Subtitle

The Not Quite Adventures of a Professional Archaeologist and Aspiring Curmudgeon

Thursday, June 16, 2011

The Value of Little-Looked At Spots

So, as noted in a previous post, one of the papers that I have written will be in an upcoming issue of the journal California Archaeology. The subject of the paper is the interaction between the people of the Santa Barbara Channel Coast and the people of the Santa Ynez Valley during the Late Period (roughly 1,100 A.D. to 1780 A.D.). The Santa Barbara Channel area is very intensively studied, largely because the people of this region, the Chumash, had developed a very advanced degree of social organization, and seemed to be on the verge of developing money as we would understand it today. This has, understandably, attracted a butt-load of interest from researchers. But research has been primarily relegated to the coast and the Channel Islands, with very little attention paid to the inland valleys or the interior. The problem is that, if the research models that we are using are even vaguely correct, the largely ignored inland and interior areas were extremely important to the development of social complexity - so the fact that these areas are being ignored means that the models for the development of complexity have never really been thoroughly tested...and yet many a researcher continues to carry on as if they are well-established.
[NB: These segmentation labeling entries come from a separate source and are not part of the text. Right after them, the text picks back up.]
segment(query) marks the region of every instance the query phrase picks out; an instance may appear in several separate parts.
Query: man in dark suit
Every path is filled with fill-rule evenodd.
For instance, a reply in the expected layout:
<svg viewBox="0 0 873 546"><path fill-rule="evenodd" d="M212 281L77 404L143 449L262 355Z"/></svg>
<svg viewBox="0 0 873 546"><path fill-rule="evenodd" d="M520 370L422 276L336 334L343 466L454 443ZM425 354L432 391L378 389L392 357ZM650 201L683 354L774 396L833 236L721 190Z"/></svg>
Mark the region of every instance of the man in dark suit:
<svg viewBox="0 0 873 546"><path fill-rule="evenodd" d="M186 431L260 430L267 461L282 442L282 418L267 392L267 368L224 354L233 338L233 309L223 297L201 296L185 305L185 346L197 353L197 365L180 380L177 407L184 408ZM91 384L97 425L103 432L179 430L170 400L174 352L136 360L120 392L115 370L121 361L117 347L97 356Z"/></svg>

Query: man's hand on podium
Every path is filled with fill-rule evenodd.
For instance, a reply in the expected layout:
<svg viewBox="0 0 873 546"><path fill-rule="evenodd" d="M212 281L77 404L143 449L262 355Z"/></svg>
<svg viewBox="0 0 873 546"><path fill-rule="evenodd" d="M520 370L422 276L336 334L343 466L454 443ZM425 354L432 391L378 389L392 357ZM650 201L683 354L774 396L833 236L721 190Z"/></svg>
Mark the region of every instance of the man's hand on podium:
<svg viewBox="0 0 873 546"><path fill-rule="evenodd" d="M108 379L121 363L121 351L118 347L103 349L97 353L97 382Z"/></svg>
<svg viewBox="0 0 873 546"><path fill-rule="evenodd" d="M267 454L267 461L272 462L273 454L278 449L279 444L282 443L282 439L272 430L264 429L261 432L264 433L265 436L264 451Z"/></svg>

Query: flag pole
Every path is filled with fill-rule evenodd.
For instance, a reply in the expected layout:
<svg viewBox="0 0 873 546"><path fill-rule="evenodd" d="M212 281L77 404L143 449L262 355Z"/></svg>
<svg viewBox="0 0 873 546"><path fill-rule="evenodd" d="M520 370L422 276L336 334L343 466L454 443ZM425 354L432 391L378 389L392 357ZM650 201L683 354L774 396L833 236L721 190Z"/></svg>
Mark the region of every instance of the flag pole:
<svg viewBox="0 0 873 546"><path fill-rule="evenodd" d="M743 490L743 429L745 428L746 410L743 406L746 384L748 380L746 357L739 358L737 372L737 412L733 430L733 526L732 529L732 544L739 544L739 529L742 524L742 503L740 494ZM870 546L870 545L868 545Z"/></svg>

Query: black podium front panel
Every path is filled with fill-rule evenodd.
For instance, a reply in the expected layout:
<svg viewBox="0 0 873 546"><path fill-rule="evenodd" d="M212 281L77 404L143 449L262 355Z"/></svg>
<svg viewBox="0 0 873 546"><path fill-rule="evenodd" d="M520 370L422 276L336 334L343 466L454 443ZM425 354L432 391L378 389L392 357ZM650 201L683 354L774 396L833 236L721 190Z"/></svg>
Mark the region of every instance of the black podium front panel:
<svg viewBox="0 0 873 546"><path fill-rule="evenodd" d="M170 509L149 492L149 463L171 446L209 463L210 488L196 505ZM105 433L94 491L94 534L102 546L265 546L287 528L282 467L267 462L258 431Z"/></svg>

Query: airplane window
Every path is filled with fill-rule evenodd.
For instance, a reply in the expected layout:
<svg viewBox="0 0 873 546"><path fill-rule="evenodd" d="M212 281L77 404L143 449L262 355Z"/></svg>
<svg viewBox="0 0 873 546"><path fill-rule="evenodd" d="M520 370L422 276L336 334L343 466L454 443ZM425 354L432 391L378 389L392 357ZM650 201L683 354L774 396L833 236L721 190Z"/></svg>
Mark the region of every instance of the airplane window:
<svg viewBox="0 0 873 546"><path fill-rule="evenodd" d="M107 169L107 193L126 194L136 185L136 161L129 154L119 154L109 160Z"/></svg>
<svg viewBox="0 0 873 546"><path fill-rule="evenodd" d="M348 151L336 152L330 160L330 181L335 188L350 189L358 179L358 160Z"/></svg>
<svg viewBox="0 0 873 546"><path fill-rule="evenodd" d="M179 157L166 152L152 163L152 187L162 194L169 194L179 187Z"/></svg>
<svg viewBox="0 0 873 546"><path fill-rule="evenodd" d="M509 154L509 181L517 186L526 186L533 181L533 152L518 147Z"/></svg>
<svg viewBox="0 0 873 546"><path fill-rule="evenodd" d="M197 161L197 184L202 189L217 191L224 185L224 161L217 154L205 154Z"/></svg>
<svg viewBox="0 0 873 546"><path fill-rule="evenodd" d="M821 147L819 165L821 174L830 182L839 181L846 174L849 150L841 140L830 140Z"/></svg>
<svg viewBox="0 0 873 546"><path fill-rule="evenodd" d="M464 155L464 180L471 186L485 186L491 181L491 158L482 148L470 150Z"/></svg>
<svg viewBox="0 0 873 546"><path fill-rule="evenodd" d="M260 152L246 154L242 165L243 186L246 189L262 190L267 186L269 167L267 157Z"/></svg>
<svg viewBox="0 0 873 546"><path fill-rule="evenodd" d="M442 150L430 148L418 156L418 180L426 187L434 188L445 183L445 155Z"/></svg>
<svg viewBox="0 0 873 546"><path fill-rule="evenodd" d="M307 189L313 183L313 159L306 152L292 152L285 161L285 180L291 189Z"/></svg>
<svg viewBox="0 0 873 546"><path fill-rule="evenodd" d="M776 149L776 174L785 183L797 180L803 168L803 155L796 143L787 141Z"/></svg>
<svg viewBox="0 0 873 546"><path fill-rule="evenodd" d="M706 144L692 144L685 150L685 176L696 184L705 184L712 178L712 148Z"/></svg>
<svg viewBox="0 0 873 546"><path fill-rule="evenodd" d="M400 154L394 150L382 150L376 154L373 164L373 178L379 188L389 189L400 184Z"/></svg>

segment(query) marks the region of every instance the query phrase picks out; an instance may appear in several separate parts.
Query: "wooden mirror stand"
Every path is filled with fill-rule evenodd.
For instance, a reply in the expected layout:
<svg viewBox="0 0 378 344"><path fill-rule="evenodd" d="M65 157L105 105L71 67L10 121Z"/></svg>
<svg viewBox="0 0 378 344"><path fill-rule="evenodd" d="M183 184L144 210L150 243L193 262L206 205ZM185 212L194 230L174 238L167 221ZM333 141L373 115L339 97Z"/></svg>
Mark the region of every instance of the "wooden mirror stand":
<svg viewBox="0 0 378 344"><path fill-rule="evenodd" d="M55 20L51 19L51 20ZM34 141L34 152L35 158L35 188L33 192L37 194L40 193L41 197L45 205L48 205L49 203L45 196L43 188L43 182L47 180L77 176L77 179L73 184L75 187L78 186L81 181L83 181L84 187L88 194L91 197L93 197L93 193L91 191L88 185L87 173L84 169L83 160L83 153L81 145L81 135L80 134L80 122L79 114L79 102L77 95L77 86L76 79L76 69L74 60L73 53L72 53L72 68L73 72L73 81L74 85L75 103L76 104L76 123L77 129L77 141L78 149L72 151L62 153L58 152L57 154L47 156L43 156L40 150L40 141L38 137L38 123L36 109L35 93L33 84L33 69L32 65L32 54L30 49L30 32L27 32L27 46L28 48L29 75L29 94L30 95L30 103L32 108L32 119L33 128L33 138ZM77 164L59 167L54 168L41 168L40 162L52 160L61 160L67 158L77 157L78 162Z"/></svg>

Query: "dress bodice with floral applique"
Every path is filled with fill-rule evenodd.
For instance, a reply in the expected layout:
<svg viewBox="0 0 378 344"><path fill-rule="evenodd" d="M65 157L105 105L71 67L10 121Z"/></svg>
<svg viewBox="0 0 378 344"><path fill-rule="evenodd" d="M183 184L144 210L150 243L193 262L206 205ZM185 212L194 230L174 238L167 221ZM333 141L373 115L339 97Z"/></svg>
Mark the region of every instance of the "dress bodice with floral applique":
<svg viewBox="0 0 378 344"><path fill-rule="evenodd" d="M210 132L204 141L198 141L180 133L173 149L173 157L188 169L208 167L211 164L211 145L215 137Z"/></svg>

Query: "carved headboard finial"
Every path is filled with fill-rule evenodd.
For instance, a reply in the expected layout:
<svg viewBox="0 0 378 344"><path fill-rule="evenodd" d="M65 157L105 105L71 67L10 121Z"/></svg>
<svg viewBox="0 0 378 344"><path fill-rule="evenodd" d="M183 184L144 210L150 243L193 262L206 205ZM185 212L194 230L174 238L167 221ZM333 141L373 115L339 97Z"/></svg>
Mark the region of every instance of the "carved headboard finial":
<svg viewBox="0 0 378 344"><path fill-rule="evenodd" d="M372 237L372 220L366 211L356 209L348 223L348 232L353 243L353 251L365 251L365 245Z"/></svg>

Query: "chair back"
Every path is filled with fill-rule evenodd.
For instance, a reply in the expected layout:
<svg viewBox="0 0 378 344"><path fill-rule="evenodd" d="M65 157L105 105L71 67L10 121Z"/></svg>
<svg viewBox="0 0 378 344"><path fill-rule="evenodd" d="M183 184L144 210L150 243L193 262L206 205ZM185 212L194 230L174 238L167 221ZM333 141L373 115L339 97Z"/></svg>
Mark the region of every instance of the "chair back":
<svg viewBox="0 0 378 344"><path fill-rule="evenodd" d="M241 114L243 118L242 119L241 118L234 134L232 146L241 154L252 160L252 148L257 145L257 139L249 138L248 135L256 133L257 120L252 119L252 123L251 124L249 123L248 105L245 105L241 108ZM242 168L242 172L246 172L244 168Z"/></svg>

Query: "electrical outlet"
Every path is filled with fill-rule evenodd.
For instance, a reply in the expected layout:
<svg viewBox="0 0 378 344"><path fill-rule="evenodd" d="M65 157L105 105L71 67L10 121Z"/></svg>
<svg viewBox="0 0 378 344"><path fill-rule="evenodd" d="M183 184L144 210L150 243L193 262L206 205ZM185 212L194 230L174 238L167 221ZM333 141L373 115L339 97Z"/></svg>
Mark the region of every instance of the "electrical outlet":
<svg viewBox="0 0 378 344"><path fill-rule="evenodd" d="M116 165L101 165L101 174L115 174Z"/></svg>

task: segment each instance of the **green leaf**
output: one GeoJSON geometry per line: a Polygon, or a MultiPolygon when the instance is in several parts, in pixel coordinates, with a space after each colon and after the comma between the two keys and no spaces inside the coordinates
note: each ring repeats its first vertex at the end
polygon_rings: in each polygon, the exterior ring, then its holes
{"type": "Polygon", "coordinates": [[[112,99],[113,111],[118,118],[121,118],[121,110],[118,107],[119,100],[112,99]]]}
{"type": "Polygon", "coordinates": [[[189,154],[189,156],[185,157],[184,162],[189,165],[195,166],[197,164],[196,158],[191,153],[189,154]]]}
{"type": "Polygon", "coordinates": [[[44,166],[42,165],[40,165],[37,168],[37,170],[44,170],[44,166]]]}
This is a problem common to the archaeology of many regions - areas that are easier to access or more appealing are often examined to the exclusion of other, likely equally important areas. On the one hand, it can create opportunities - I have been told that my MA thesis, on which this paper was partially based - has been used by people working on dissertations and theses of their own simply because I am one of the few people to write about the Santa Ynez Valley - the merits of my thesis become almost moot in the face of the fact that there is very little else available. What's more, I was invited to write and present the papers that have become the one to be published because of the fact that I am one of the few people who has written So, I have benefited from this personally.

On the other hand, it has the potential to undermine the point of archaeological research. It's a given that researchers are going to work only with the information that they have on hand, what else can be done? But when, as tends to happen, there are known large blind spots in the archaeological record, and these blind spots are ignored or essentially pretended not to exist, this will distort the reconstruction of the past that we are trying to create.

I don't think this would get under my skin except that I have too often seen my colleagues essentially state "well, our model indicates that in Region X, we should see Material Record Y" without ever bothering to check up on these assumptions. It's sloppy thinking, and it just kinda' bugs me.